Tuna fish salad can go very wrong, but done right, it's a comforting classic. Like all food worth arguing over, tuna salad can be made a variety of ways and everyone has a different preference. A lot of people use mayo, others use no mayo at all. Some people add celery, some people even add carrots. Pickles, capers, parsley, onions: the list of ingredients typically added to tuna fish salad is long. One item that might not immediately come to mind, however, is sugar. But here's a little newsflash for you: sugar is the ingredient your tuna salad has been missing.

A recipe in Cook's Country turned one HuffPost Taste editor onto the idea of adding sugar to tuna fish. It called for 1/2 teaspoon sugar for every three 5-ounce cans of solid white tuna in water. It sounds weird, but a touch of sugar cuts the intense, well, fishy flavor of the tuna. It's the same concept as adding a little sweet relish or pickles. If you're partial to pickles or relish, you'll be into the small addition of sugar.

Still not convinced?
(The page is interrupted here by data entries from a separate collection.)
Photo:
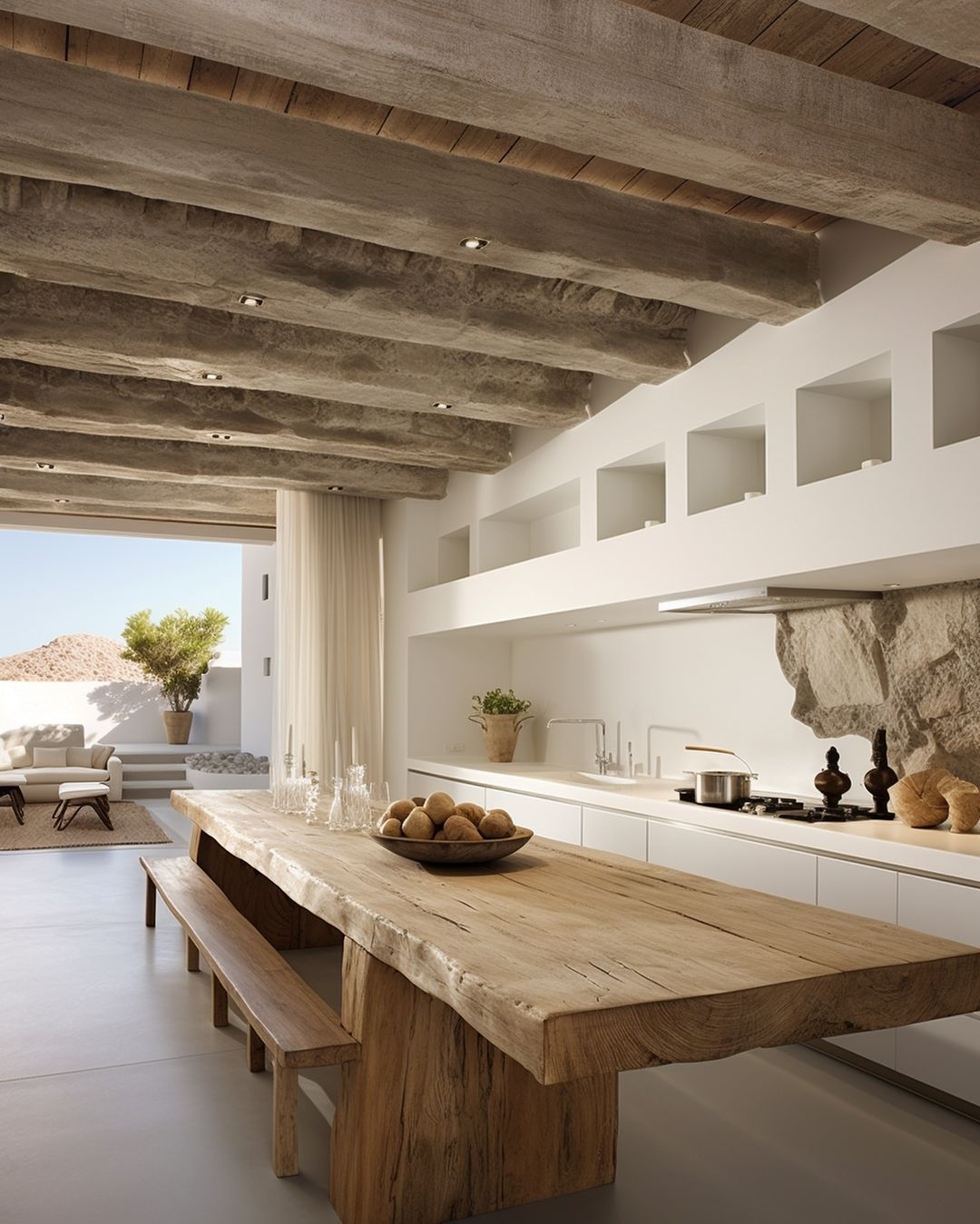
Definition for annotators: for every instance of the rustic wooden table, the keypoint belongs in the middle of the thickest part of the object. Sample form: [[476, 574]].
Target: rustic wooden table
[[495, 1005]]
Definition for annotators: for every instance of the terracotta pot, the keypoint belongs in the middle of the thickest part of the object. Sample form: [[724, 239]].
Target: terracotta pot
[[501, 733], [178, 726]]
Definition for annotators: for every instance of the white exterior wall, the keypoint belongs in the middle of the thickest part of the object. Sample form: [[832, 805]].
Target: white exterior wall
[[912, 520], [122, 711], [257, 641]]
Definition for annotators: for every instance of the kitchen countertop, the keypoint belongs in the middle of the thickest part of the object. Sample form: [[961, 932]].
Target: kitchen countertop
[[880, 842]]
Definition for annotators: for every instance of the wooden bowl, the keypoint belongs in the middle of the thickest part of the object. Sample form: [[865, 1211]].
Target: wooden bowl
[[454, 853]]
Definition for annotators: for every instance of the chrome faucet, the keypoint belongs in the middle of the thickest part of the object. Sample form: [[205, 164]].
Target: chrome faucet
[[603, 760]]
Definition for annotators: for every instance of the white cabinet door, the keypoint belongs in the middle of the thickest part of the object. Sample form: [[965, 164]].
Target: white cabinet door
[[548, 818], [614, 831], [784, 873], [942, 1053], [868, 893], [422, 785]]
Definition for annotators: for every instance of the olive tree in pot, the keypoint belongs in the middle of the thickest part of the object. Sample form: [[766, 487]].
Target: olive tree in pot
[[499, 715], [176, 652]]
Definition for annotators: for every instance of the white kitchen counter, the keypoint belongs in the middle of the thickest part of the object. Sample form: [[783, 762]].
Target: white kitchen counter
[[880, 842]]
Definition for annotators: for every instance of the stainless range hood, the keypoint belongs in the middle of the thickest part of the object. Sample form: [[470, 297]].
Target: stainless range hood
[[765, 599]]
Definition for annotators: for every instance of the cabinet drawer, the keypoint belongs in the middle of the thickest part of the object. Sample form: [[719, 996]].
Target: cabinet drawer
[[422, 785], [548, 818], [614, 831], [868, 893], [784, 873]]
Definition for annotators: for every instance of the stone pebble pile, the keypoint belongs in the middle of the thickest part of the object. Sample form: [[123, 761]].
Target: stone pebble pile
[[228, 763]]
This video from America's Test Kitchen offers four quick tips for making fish at home. One critical step? Sprinkling a little sugar on a fillet, of course. The sugar helps the fish's surface caramelize at a temperature that's about 100 degrees lower than where the fish's proteins would normally caramelize. This makes for a crispier crust and moister interior. While none of this applies to tuna fish salad, the point is this: sugar and fish aren't enemies. They actually work really well together.

If you're a fan of tuna salad, you've already gotten over its undeniable gross factor, so what's half a teaspoon of sugar? Try it, and let us know what you think!